Akoury, E., Gajda, M., Pickhardt, M., Biernat, J., Pornsuwan, S., Griesinger, C., et al. (2013). Inhibition of tau filament formation by conformational modulation. Journal of the American Chemical Society, 135(7), 2853-2862. doi:10.1021/ja312471h.

Zitierlink: https://hdl.handle.net/11858/00-001M-0000-000E-DFE7-2

Zusammenfassung

Antiaggregation drugs play an important role in therapeutic approaches for Alzheimer’s disease. Although a large number of small molecules that inhibit the aggregation of the tau protein have been identified, little is known about their mode of action.

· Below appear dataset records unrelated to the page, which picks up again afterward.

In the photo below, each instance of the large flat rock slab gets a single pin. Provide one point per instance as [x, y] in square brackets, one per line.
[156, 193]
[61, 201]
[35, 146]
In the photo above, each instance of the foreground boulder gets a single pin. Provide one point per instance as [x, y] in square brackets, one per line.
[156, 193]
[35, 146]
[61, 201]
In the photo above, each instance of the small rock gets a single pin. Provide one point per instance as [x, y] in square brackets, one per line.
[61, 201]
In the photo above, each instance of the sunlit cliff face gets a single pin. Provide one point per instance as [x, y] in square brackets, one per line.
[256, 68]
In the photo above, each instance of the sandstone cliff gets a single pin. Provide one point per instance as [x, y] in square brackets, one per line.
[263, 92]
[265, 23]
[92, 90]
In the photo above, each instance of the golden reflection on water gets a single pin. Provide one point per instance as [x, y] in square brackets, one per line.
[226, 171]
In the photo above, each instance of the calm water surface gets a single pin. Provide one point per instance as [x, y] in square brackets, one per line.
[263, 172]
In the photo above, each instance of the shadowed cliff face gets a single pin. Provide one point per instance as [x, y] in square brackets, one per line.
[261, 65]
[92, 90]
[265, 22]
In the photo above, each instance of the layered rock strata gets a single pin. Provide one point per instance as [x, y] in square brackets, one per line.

Here, we reveal the mechanism and the nature of tau species that are generated by interaction of tau with the organic compound pthalocyanine tetrasulfonate (PcTS). We demonstrate that PcTS interferes with tau filament formation by targeting the protein into soluble oligomers. A combination of NMR spectroscopy, electron paramagnetic resonance, and small-angle X-ray scattering reveals that the soluble tau oligomers contain a dynamic, noncooperatively stabilized core with a diameter of 30–40 nm that is distinct from the core of tau filaments. Our results suggest that specific modulation of the conformation of tau is a viable strategy for reduction of pathogenic tau deposits.